The kagu's initial decline was caused by subsistence hunting. The bird was trapped extensively for the European pet trade and for museums and zoos until it was afforded protection. It is threatened by introduced cats, pigs, and dogs. New Caledonia lacked mammals (except for bats) before the arrival of humans, and many of its native species have been negatively affected by introduced mammals. Rats have a big impact on nestlings, accounting for 55% of nestling losses. Kagus also suffer from habitat loss caused by mining and forestry.

Concern was first raised about the future of the kagu in 1904. A visiting American scientist noted in 1948 that the extinction of the species was probable, and identified the many threats the species faced. The first concrete evidence of the impact of dogs came when a New Zealand researcher's study population was quickly exterminated by dogs in the 1990s, although suspicions about the importance of dogs and other predators had been voiced before this and dog-control measures had been enacted in some areas in the 1980s. The kagu is listed as endangered (CITES I) and enjoys full protection in New Caledonia. It has been the subject of dedicated conservation efforts and is receptive to ex-situ conservation, breeding well in Nouméa Zoo. It is also prospering in Rivière Bleue Territorial Park, which has a pest-management programme and has been the site of releases into the wild of captive-bred birds.

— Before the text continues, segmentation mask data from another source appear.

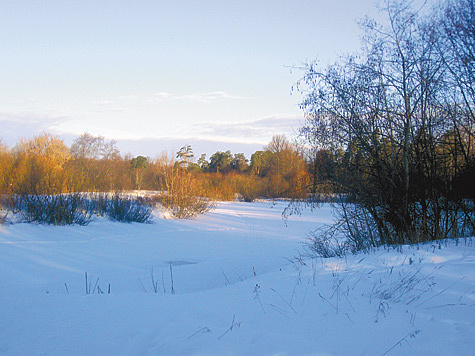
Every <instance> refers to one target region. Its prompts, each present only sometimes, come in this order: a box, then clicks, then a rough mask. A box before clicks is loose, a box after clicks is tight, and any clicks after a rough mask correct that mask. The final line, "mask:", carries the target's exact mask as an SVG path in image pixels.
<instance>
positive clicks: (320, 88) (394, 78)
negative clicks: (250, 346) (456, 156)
mask: <svg viewBox="0 0 475 356" xmlns="http://www.w3.org/2000/svg"><path fill="white" fill-rule="evenodd" d="M384 11H385V13H386V14H387V16H388V20H389V22H388V23H389V26H387V27H385V26H381V25H379V24H378V23H376V22H375V21H372V20H365V21H363V22H362V26H363V30H364V37H363V38H364V47H363V51H362V53H360V55H359V56H355V57H347V58H345V59H344V60H343V61H341V62H338V63H336V64H334V65H332V66H330V67H327V68H324V69H320V68H319V67H318V66H317V65H316V64H315V63H310V64H308V65H307V66H306V67H305V68H304V70H305V72H306V74H305V76H304V78H303V79H302V81H301V82H300V83H299V88H300V90H301V91H302V92H303V93H304V94H305V99H304V101H303V102H302V104H301V107H302V109H304V111H305V112H306V117H307V120H306V125H305V126H304V127H303V128H302V129H301V133H302V136H303V137H305V138H306V140H307V142H308V143H310V144H311V145H313V152H314V153H315V152H318V150H319V149H322V148H323V149H325V150H327V151H328V152H329V153H330V154H332V155H333V156H334V157H337V156H338V155H339V154H338V152H339V151H340V150H343V151H344V155H343V157H342V159H341V160H340V166H341V167H342V169H341V170H336V171H334V172H333V177H332V179H333V181H334V183H336V184H337V186H338V188H339V189H340V190H342V191H344V192H346V193H347V195H348V196H349V197H350V198H351V199H352V201H353V202H356V203H357V204H353V203H352V204H344V205H342V217H343V223H342V224H341V226H343V227H344V229H345V234H346V235H347V236H349V237H350V238H353V240H354V241H357V240H359V239H360V238H361V236H365V234H366V236H368V234H367V231H368V230H371V229H369V226H371V227H372V228H374V230H375V231H376V232H377V233H376V234H377V238H372V239H371V243H372V244H374V243H377V242H378V243H388V244H400V243H407V242H417V241H421V240H428V239H435V238H443V237H449V236H455V235H458V234H459V232H460V231H458V228H457V227H454V226H453V223H454V220H453V219H454V218H455V217H456V216H457V212H454V211H452V210H451V207H450V204H449V203H448V202H447V200H448V199H447V198H448V191H447V189H446V187H445V186H444V184H445V183H446V182H445V181H446V180H447V179H449V180H450V179H451V178H453V177H443V176H442V175H440V171H441V169H442V168H444V167H445V166H447V165H448V164H451V163H450V160H443V159H441V158H442V156H441V155H440V154H439V153H440V147H441V143H442V141H443V140H444V137H446V135H447V132H448V131H450V130H451V129H453V124H454V120H452V119H451V118H450V117H448V116H447V110H445V109H444V108H443V107H442V106H441V105H440V103H441V98H443V97H445V96H446V93H447V85H446V79H447V71H448V68H447V66H446V65H444V60H443V58H442V57H441V56H440V42H439V37H438V36H435V35H434V31H433V27H431V26H428V24H427V23H428V22H429V21H428V20H427V19H419V18H418V14H417V12H413V11H412V10H411V7H410V2H408V1H387V2H386V7H385V9H384ZM423 20H424V21H423ZM444 165H445V166H444ZM444 180H445V181H444ZM442 198H443V199H442ZM444 199H445V201H444ZM472 214H473V213H472ZM449 215H450V216H451V218H452V221H451V223H447V222H446V221H445V220H444V219H446V220H447V217H448V216H449ZM363 230H365V231H366V233H365V234H362V233H361V232H362V231H363Z"/></svg>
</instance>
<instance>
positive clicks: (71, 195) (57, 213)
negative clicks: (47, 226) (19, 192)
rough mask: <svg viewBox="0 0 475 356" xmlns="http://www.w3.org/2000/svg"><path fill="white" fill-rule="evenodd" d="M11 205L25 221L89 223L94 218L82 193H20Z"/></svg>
mask: <svg viewBox="0 0 475 356" xmlns="http://www.w3.org/2000/svg"><path fill="white" fill-rule="evenodd" d="M11 207H12V210H13V211H14V212H19V213H20V214H21V216H22V219H23V220H24V221H26V222H37V223H40V224H45V225H73V224H78V225H87V224H88V223H89V222H90V221H91V219H92V213H91V212H90V211H88V210H86V209H84V196H83V195H81V194H58V195H19V196H16V197H13V199H12V206H11Z"/></svg>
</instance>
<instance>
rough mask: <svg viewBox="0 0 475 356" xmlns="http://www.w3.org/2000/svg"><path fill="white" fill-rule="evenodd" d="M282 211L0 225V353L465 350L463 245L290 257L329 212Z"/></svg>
mask: <svg viewBox="0 0 475 356" xmlns="http://www.w3.org/2000/svg"><path fill="white" fill-rule="evenodd" d="M284 207H285V203H277V204H272V203H269V202H258V203H251V204H249V203H219V204H218V205H217V207H216V209H215V210H213V211H211V212H208V213H207V214H205V215H203V216H200V217H197V218H196V219H193V220H171V219H163V218H161V217H160V216H159V214H157V218H156V219H155V223H153V224H122V223H113V222H110V221H108V220H105V219H99V220H96V221H94V222H92V223H91V224H89V225H88V226H65V227H52V226H41V225H35V224H14V225H3V226H0V292H1V293H0V321H1V322H0V354H2V355H3V354H5V355H473V354H475V273H474V272H475V254H474V248H473V246H472V241H471V240H470V239H468V240H460V241H459V243H458V245H456V243H455V242H453V241H450V242H448V244H447V246H443V247H442V248H439V247H438V245H437V244H435V243H434V244H428V245H424V246H419V247H409V246H406V247H403V248H402V249H401V250H399V251H398V250H389V251H387V250H383V249H382V250H380V251H377V252H374V253H370V254H359V255H356V256H348V257H347V258H345V259H327V260H323V259H317V260H301V261H300V262H299V261H297V260H296V259H294V257H295V256H297V255H298V250H299V249H301V248H302V246H301V241H302V240H303V238H304V237H305V234H306V233H307V232H308V231H309V230H312V229H314V228H316V227H318V226H320V225H321V224H322V223H325V222H331V217H332V214H331V209H330V208H329V207H328V206H325V207H323V208H321V209H318V210H316V211H314V212H310V211H305V212H304V213H303V215H302V216H300V217H298V216H292V217H290V219H289V220H288V221H286V222H285V221H283V220H282V218H281V213H282V210H283V209H284ZM292 260H293V262H291V261H292ZM86 273H87V278H88V283H87V285H86ZM172 279H173V283H172ZM172 287H173V292H174V293H172ZM109 288H110V293H109ZM86 289H87V290H88V292H89V293H88V294H87V293H86ZM100 291H102V292H103V293H100Z"/></svg>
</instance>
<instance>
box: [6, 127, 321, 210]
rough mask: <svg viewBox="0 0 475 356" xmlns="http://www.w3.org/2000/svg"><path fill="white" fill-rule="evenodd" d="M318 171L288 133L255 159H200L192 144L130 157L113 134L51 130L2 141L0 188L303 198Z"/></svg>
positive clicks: (206, 196) (218, 196)
mask: <svg viewBox="0 0 475 356" xmlns="http://www.w3.org/2000/svg"><path fill="white" fill-rule="evenodd" d="M311 171H312V169H311V168H310V166H309V162H307V161H306V160H305V159H304V156H303V153H302V152H301V151H299V150H298V148H297V146H296V145H294V144H291V143H290V142H289V141H288V139H287V138H286V137H285V136H283V135H276V136H274V137H273V139H272V141H271V142H270V143H269V144H268V145H267V146H265V147H264V148H263V150H261V151H256V152H255V153H253V154H252V156H251V157H250V159H247V158H246V157H245V156H244V154H242V153H235V154H233V153H231V152H230V151H225V152H221V151H218V152H216V153H214V154H213V155H211V156H210V157H209V158H207V157H206V155H205V154H201V155H199V157H198V158H197V159H196V156H195V154H194V152H193V149H192V147H191V146H190V145H185V146H184V147H182V148H181V149H180V150H179V151H178V152H176V153H174V154H172V155H171V154H167V153H161V154H158V155H157V157H156V158H149V157H144V156H137V157H130V156H127V155H126V156H123V155H121V154H120V152H119V150H118V149H117V147H116V143H115V142H114V141H108V140H106V139H105V138H104V137H101V136H93V135H90V134H88V133H85V134H83V135H81V136H80V137H78V138H77V139H76V140H75V141H74V142H73V143H72V145H71V147H68V146H66V145H65V143H64V141H63V140H62V139H61V138H59V137H57V136H54V135H51V134H47V133H44V134H42V135H39V136H36V137H33V138H30V139H22V140H20V142H18V143H17V144H16V145H15V146H14V147H13V148H11V149H9V148H8V147H6V146H5V145H1V146H0V192H1V193H2V194H13V195H23V194H30V195H31V194H39V195H51V194H60V193H73V192H119V191H130V190H153V191H162V192H178V191H180V192H181V193H182V194H183V195H193V196H201V197H207V198H209V199H213V200H234V199H236V198H239V199H242V200H245V201H252V200H254V199H256V198H303V197H305V196H306V195H307V194H308V192H309V187H310V186H311V184H310V181H311V178H310V172H311Z"/></svg>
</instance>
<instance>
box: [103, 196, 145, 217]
mask: <svg viewBox="0 0 475 356" xmlns="http://www.w3.org/2000/svg"><path fill="white" fill-rule="evenodd" d="M105 207H106V208H105V210H106V215H107V216H108V218H109V219H110V220H113V221H120V222H127V223H132V222H138V223H149V222H151V220H152V207H151V206H150V205H147V204H144V203H141V202H140V201H139V200H138V199H137V198H136V199H134V198H132V197H121V196H120V195H119V194H115V195H114V196H113V197H112V198H110V199H109V200H107V202H106V204H105Z"/></svg>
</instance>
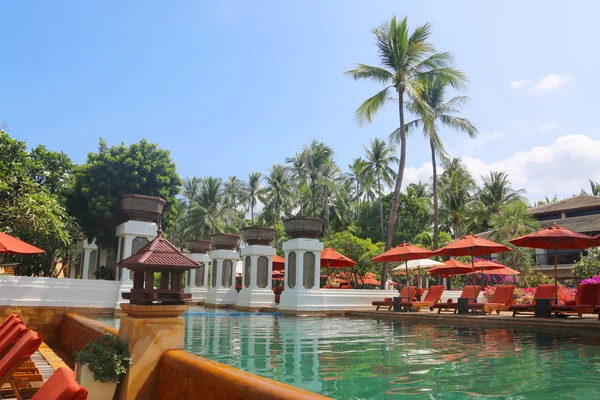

Recent research has shown that naturally occurring heavy metals in the soil may affect kagus through their food supply. Kagus in areas where soil levels of heavy metals were low laid more eggs and had higher numbers of fledglings, as well as having smaller home ranges and higher body mass, than those in areas where the soil was heavy-metal rich. Kagu conservation is likely to be more effective in areas where heavy-metal levels in the soil are low.

==Relationship with humans==
The kagu had an important role in the traditional lives of the Kanak tribes of New Caledonia. Among the tribes found in the vicinity of Hienghène in the north of Grande Terre, its name was given to people, its crest was used in the head-dresses of chiefs, and its calls were incorporated into war dances and considered messages to be interpreted by the chiefs. Kanaks in the vicinity of Houaïlou referred to the species as the "ghost of the forest".

The species was not discovered by Europeans until the French colonisation of New Caledonia in 1852 and was not described until a specimen was taken to the Colonial Exhibition in Paris in 1860. This led to a surge in scientific interest in the species, which resulted in many birds being trapped for museums and zoos. The species was also trapped for food and was considered a delicacy by European colonisers. It was also fashionable to own kagus as pets. A campaign was run from 1977–1982 to phase out the pet trade in kagus. Today, the kagu is considered very important in New Caledonia; it is a high-profile endemic emblem for the territory. Its distinctive song used to be played to the nation every night as the island's TV station signed off the air. Its survival is considered important for the territory's economy and image.